I am often asked about fishing or crabbing and why I don’t partake in either. For now, just being in these wild places and spending my time soaking this up is enough, instead of being focused on harvesting. I am sure that there are other boaters who feel the same here in Alaska, I have just not met them yet!
The last day of my solo trip I got to experience a three alarm day. Sounds like a Mexican food order for those who like hot food. The reality was much less fun.
I awoke to a very loud alarm going off. My low heartbeat from the deep sleep changed quickly to one of rapidity. I first checked the usual suspects: the smoke alarm battery being low or the propane sensor malfunctioning. Neither one was the culprit. Now wide awake my brain and rational thinking connected my ears with my problem solving and I heard and saw that it was the “high voltage” alarm on the electrical panel. Finding that this was the cause did not ease my fears, as this was installed to protect me from what caused the catastrophic fire on this same boat eleven years earlier.
No need for interval training today to get my heart rate to its maximum, this knowledge accomplished that.
With more investigation, I realized that this same alarm would go off if the voltage was too high or, what I was seeing, it was too low.
Since I planned on motoring back to Wrangell this same day, I allowed the voltage to get dangerously low to save running the engine for charging and hoping that the batteries would hold until morning. Well, they held until morning, but three AM versus my planned eight AM, when I planned my start.

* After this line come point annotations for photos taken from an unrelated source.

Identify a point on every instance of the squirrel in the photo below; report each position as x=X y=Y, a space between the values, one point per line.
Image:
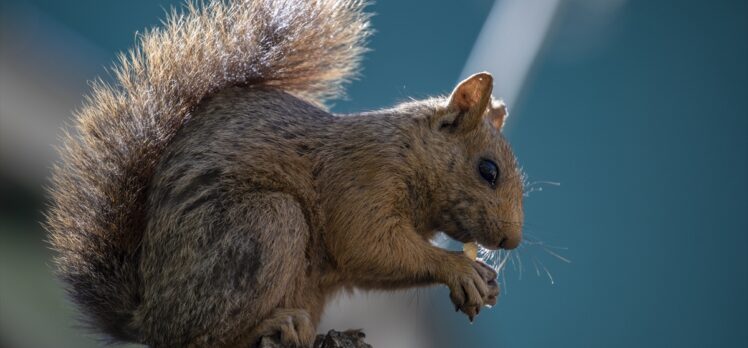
x=208 y=198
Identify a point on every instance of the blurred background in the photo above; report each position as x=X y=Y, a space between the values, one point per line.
x=639 y=109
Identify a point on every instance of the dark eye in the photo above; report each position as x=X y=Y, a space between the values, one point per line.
x=489 y=171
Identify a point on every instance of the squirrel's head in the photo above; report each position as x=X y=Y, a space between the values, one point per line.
x=474 y=179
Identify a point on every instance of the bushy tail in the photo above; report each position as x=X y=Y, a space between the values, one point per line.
x=96 y=218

My solution was to shut all the appliances off that were drawing power. Phew, solved the alarm sounds. What it also did was create a few more problems like having the watermaker alarm go off as it restarted itself once the engine was running and the power turned back on. This alarm isn’t quite as loud, but if the situation isn’t solved in time, can create a big and expensive fix to the watermaker system, so had to be addressed.
Ok, I solved that one. Now I had adequate battery power and the alarm off and the watermaker back in action.
Made for a tiring day, with my system being stressed from the alarms and the lack of sleep, so I went to bed early, only to be awakened soon after by the earsplitting propane alarm going off. The only way I could get it off and to reset was to climb my tired self down into the bilge compartment to find and pull the fuse.
Then quiet. I waited for about a half hour for the next alarm to sound and got nothing so eased myself back into bed to sleep almost ten hours straight.
This boating business can be such fun.
Sending Love,
Charley










Good to know you are alive and well! 😉
Charlie-
I always enjoy your posts and stories. I don’t think you can ever top, “We chose not to try to photograph it for now as a kind of reverence for the whales allowing us to witness it,” though. I’ll still keep reading. Thanks for sharing.
Charley, I greatly admire your adventuring and hugelyu enjoy your writing. Thanks from Dick
Charles –
Always a pleasure exploring the wilds of AK on SV Hongvi. Glad we are well aligned in our seeking out the remote and wild. Those pesky alarms! Got a good chuckle out of me – and probably many other fellow boaters! :-).